The real estate industry has been literally turned upside down over the past few years, first driven by the post-COVID residential housing market mania to the imminent bust in the commercial real estate market. In addition, rising interest rates have impacted everything from home affordability to capital access for commercial developers. What better time to bring Jeff Langbaum, the Senior REIT Analyst at Bloomberg, into the ETF Think Tank to talk about the state of the industry and where the biggest trouble spots lie.
In terms of what the overall REIT marketplace looks like, Langbaum says that if you focused only on what you hear in the financial news, you’d think that everything is office buildings, there’s no capital available, and everything is going to zero.
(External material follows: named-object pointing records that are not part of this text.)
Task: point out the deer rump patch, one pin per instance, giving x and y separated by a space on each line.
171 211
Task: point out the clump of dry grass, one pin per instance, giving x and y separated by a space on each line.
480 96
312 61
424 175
While that’s somewhat true in office space, it is not true elsewhere. Industrial warehouse demand is still huge. Senior housing is another big growth area. Many rents are continuing to grow, so there’s still potential there as well. The biggest challenge right now is getting an accurate assessment of property values because so few properties are actually changing hands.
A lot of why parts of the real estate market are seizing is the disconnect of expectations between buyers and sellers. Buyers only want to pay a price based on their perception of current market conditions. A lot of sellers are still holding out until they get their asking prices. Many people don’t understand how or why values are coming down and that’s contributed to a significant drop in activity.
Higher interest rates will impact property owners & developers because of the need to refinance existing debt. Langbaum says this phenomenon is already happening. He notes that REITs tend to operate with less leverage than private real estate, so they may be less impacted. They also have better access to capital. In a situation where you may need to maintain a minimum loan-to-value, you’ll need to either put up incremental value or walk away. Some are already starting to do the latter. REITs may end up being the provider of capital by bailing out developers who are coming up short.
Right now, Langbaum says there’s a massive variability in yields. He says that the income generated doesn’t react as quickly as share prices react. In some cases, yields may have spiked because dividends are elevated at the same time that share prices took a beating. Some REITs may need to decide if paying cash is the best use of capital. Paying dividends in stock instead of cash might develop into a new trend.
What are some of the weaker regions in the market right now? San Francisco is a major problem for many reasons. They got a little bit of a reprieve during the AI boom, but I don’t think that sustains for long. San Francisco is a big market for REITs, but it’s going to take a lot to get that market turned around. Tech companies are slowly becoming less willing to let people work remotely and that could change the environment. In New York City, there’s strength in residential housing and concerns about office space. The Sun Belt is setting up for a cooling period after the rush of people wanting to move there during COVID. Until the coastal assets fall into the water, demand in Miami is still through the roof.
Other key takeaways:
- The trend towards converting office space into living space can’t happen quickly. It might be easier for older buildings, but it won’t be the panacea that everyone is hoping for. It will likely happen, but to a much lesser degree.
- International REIT players and property owners are going through a similar dynamic to that of the United States even though some factors may vary.
- Another potential source of supply/demand could come from households where the homes are paid off. They can relocate without taking out a new loan if they’re downsizing.
- Insurance costs are going to be a big issue coming in some of the southern markets. Premiums on Florida apartments are doubling each year.
Everybody is waiting for rates to come back down, but Langbaum doesn’t feel like we’re getting there anytime soon.